Linear spring 94 has its coiled center section 92 engaged by stud 90 and the oppositely extending arms 102, 104 engage the interior periphery 38 of wall 39 (see FIG. 7).
To open the container 10, slidable portion 54 is moved along its axis toward holding and releasing means 56. The ramped indentations 80, 82 engage the raised sections 62, 64, and tension is built up in spring 94 via coiled section 92. Thus the slidable portion remains open by virtue of the locking effect of the raised portions and the ramped indentations.
To close the container 10 it is only necessary to apply pressure to release bar 66 in a direction away from slidable portion 54. The pressure on the release bar 66 removes the raised sections 62, 63 from engagement with the ramped indentations 80,82 and allows spring 94 to return slidable portion 54 to its closed portion.
Thus, it will be seen that this container 10 provides many advantages over those of the prior art.
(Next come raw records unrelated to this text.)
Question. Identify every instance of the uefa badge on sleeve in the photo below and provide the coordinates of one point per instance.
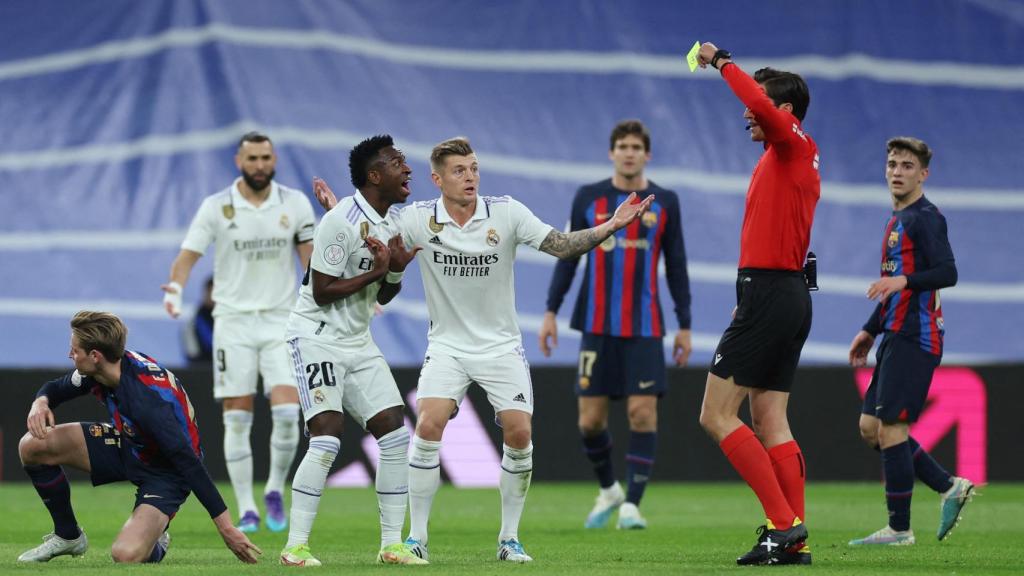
(434, 225)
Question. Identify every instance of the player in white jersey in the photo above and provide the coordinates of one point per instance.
(255, 224)
(469, 245)
(337, 366)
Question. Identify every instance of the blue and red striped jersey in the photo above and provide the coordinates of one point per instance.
(916, 246)
(152, 410)
(620, 292)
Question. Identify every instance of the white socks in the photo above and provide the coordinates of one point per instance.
(308, 485)
(239, 457)
(424, 480)
(517, 468)
(392, 484)
(284, 443)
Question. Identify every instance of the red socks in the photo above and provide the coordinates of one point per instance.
(751, 459)
(787, 461)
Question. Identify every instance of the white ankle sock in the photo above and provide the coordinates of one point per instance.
(424, 480)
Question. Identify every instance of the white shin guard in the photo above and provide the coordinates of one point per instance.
(284, 443)
(424, 480)
(517, 469)
(392, 484)
(239, 457)
(308, 485)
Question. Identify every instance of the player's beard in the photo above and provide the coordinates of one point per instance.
(255, 184)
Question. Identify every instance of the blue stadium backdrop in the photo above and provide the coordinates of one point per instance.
(119, 117)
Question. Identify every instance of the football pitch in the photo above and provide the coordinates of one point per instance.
(694, 529)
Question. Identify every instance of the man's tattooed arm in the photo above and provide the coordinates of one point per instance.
(573, 244)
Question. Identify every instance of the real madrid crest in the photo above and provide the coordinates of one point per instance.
(434, 225)
(893, 239)
(649, 218)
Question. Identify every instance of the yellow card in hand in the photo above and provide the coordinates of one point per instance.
(691, 56)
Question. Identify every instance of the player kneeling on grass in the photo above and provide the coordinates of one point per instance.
(153, 443)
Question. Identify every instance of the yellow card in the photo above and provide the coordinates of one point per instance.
(691, 56)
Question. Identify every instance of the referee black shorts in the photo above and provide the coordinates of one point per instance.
(761, 347)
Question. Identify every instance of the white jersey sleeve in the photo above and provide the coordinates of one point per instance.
(203, 230)
(528, 229)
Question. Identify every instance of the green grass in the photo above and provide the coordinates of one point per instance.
(694, 529)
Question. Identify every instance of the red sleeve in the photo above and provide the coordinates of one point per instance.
(776, 124)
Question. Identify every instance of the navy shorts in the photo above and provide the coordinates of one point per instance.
(900, 381)
(616, 367)
(761, 347)
(166, 492)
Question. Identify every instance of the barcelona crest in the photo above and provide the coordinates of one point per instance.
(893, 239)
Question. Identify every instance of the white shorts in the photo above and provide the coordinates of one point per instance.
(331, 377)
(246, 345)
(505, 378)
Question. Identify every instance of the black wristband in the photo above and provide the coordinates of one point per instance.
(719, 54)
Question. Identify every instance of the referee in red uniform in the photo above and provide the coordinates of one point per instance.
(758, 355)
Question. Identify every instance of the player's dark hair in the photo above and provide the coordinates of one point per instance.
(364, 156)
(100, 331)
(630, 128)
(913, 146)
(784, 87)
(255, 137)
(458, 146)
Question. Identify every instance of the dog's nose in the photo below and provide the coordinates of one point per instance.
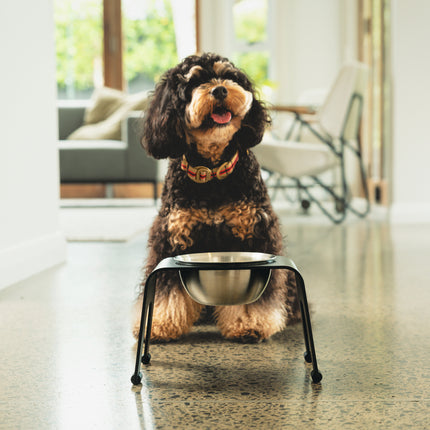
(219, 92)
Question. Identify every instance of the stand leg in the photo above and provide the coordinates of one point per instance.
(145, 326)
(146, 355)
(310, 355)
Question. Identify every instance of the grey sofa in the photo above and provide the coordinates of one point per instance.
(105, 161)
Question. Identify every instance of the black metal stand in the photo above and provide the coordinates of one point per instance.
(278, 262)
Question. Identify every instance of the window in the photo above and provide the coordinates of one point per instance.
(79, 36)
(251, 40)
(126, 45)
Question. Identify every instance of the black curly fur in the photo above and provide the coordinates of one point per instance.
(164, 136)
(164, 122)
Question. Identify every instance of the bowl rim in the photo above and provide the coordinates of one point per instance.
(261, 258)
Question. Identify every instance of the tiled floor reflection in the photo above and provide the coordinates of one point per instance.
(67, 353)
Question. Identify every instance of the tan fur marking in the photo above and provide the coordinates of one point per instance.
(195, 70)
(256, 320)
(220, 67)
(174, 315)
(238, 101)
(241, 217)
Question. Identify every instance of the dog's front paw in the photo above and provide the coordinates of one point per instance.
(174, 315)
(249, 323)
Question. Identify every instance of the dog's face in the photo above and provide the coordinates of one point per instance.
(202, 105)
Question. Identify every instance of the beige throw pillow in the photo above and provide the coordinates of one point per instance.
(104, 102)
(109, 128)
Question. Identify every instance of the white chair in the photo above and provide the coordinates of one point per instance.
(335, 131)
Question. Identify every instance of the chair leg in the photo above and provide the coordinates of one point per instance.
(145, 327)
(310, 355)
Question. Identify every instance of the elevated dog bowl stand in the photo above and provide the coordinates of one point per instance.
(277, 262)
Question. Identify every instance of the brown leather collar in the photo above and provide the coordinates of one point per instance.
(202, 174)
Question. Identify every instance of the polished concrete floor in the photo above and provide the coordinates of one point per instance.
(67, 354)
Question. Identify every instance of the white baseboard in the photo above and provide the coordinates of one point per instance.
(28, 258)
(410, 213)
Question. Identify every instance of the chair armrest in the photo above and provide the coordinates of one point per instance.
(300, 110)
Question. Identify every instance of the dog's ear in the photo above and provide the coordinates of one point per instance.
(163, 134)
(253, 125)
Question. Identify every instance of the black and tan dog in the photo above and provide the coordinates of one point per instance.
(204, 116)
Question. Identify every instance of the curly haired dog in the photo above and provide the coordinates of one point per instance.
(204, 116)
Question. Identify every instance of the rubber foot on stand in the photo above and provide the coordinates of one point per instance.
(146, 359)
(316, 376)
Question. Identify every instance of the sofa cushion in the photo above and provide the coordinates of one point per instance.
(104, 102)
(109, 128)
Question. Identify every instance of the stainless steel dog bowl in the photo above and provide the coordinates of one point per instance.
(230, 286)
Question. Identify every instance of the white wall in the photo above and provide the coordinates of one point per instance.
(30, 240)
(411, 110)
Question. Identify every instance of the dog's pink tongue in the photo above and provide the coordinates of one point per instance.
(223, 118)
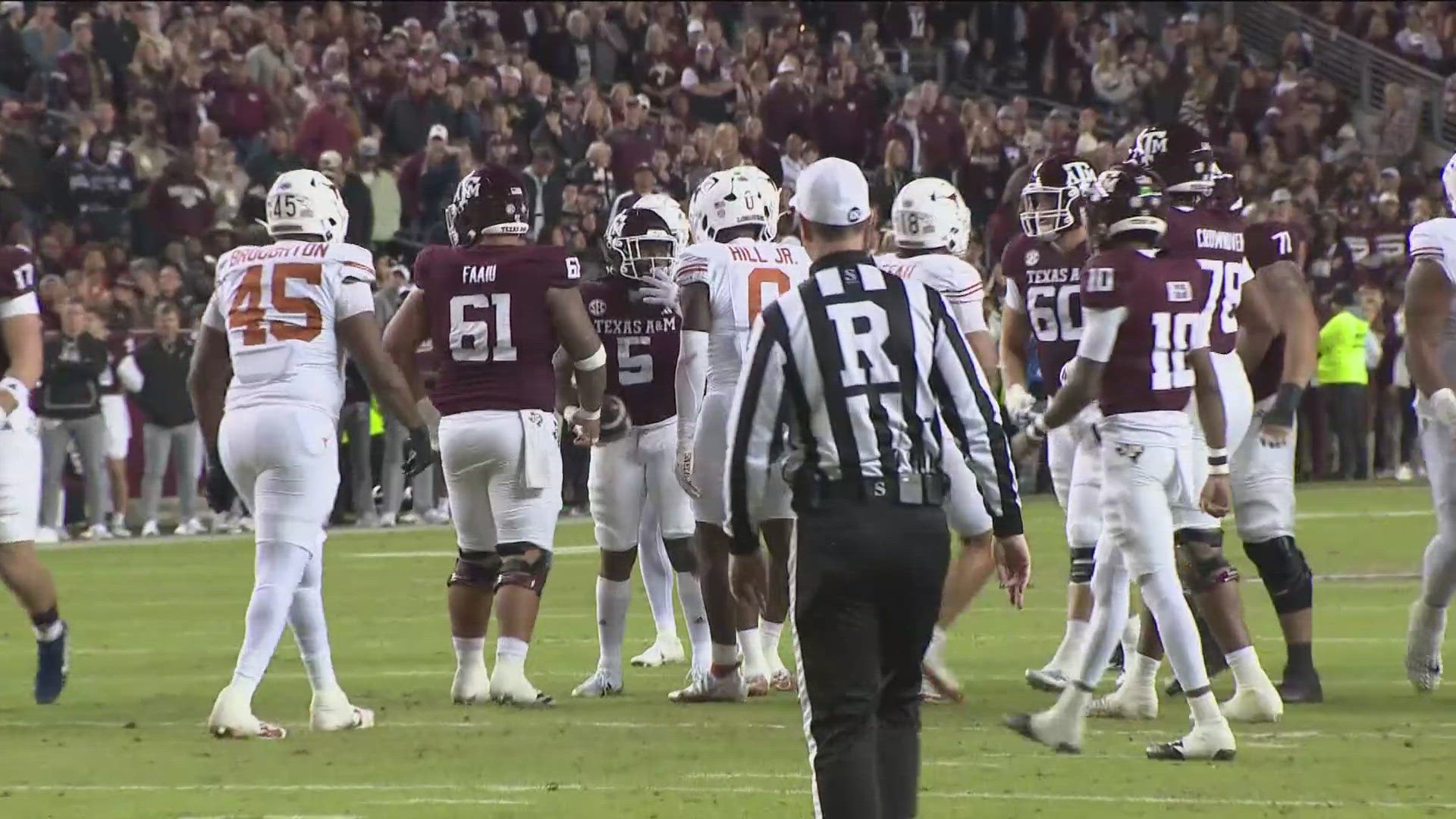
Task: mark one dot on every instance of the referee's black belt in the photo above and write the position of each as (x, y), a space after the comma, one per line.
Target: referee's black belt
(813, 491)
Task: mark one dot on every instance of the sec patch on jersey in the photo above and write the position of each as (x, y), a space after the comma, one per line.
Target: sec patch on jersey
(615, 420)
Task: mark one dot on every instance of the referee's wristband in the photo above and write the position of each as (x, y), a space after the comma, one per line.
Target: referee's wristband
(1219, 461)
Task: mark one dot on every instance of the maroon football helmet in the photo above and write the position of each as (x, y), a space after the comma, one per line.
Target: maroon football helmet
(1130, 197)
(1055, 196)
(1178, 155)
(490, 200)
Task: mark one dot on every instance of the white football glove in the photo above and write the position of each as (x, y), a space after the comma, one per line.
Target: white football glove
(685, 472)
(660, 289)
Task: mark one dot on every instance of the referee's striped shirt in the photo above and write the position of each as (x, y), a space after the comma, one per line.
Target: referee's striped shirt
(856, 373)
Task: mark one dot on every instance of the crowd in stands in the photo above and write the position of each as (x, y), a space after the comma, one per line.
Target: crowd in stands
(137, 139)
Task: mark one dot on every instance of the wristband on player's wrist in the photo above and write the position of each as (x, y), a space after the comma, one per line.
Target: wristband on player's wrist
(1286, 403)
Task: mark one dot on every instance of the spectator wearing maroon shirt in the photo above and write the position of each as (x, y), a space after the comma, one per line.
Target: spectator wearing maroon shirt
(632, 142)
(88, 77)
(839, 121)
(786, 105)
(178, 205)
(331, 124)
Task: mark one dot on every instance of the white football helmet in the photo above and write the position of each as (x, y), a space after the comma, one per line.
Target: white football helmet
(733, 199)
(930, 213)
(1449, 183)
(306, 202)
(670, 212)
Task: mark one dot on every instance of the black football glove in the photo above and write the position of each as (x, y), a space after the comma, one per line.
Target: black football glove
(419, 455)
(218, 488)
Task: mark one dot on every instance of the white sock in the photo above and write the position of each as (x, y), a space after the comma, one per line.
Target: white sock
(469, 651)
(613, 598)
(1163, 595)
(277, 570)
(510, 654)
(691, 596)
(750, 642)
(770, 642)
(1074, 643)
(310, 630)
(1204, 710)
(1247, 670)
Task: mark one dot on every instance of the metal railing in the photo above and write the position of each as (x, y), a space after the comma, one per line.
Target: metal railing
(1359, 71)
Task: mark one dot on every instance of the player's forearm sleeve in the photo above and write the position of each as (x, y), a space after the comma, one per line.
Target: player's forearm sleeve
(692, 379)
(973, 419)
(755, 428)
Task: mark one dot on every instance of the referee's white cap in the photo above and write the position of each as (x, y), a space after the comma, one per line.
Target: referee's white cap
(832, 191)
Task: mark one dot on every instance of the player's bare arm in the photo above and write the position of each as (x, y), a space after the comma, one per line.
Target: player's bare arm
(579, 338)
(1427, 303)
(360, 335)
(406, 331)
(692, 376)
(22, 341)
(1218, 496)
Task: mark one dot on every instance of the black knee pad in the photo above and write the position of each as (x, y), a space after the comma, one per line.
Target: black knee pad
(523, 564)
(1200, 560)
(682, 556)
(1081, 566)
(479, 570)
(1285, 572)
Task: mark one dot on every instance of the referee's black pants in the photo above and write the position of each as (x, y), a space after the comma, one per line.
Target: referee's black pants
(867, 592)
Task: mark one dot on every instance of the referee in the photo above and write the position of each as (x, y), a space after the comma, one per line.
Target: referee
(856, 384)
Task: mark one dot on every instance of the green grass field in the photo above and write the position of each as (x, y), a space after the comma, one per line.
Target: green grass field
(156, 629)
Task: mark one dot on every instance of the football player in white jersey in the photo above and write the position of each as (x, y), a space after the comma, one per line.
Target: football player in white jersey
(267, 384)
(932, 226)
(20, 368)
(1430, 353)
(733, 270)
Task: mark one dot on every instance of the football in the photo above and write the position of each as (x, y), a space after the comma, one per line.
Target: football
(615, 420)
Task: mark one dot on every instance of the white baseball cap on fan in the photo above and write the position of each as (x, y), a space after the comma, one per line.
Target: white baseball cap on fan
(832, 191)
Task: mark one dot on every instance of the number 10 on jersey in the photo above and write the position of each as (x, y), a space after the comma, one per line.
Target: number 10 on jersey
(481, 328)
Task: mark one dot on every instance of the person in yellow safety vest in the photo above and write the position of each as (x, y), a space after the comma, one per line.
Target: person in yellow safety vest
(1345, 350)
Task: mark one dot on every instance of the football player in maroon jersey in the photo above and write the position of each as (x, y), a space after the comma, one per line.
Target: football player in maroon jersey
(1144, 352)
(20, 365)
(1280, 368)
(482, 303)
(1213, 237)
(634, 309)
(1043, 270)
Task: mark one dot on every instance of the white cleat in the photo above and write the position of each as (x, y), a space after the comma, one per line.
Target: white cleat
(190, 528)
(1253, 704)
(1047, 679)
(234, 717)
(332, 711)
(601, 684)
(1203, 742)
(666, 651)
(705, 687)
(513, 689)
(1423, 648)
(471, 687)
(1059, 733)
(1126, 703)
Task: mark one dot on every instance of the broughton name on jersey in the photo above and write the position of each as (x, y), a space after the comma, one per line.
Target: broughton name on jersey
(1219, 240)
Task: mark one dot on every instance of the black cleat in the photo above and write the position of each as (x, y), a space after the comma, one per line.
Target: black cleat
(1301, 689)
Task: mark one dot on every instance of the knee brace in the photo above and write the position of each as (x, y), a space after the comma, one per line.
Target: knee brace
(682, 554)
(1200, 560)
(1081, 573)
(1285, 573)
(523, 564)
(479, 570)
Worker radiation exposure is reduced because it is not necessary to remove the entire top to withdraw the contents. Further, even when open, only the small opening defined by aperture 48 is exposed. The container can be used to transport concentrated isotopes as well as prepared radio-prescriptions in multi-dose quantities, and, it is reusable.
While there have been shown and described what are at present considered to be the preferred embodiments of the invention, it will be apparent to those skilled in the art that various changes and modifications can be made herein without departing from the scope of the invention as defined by the appended claims.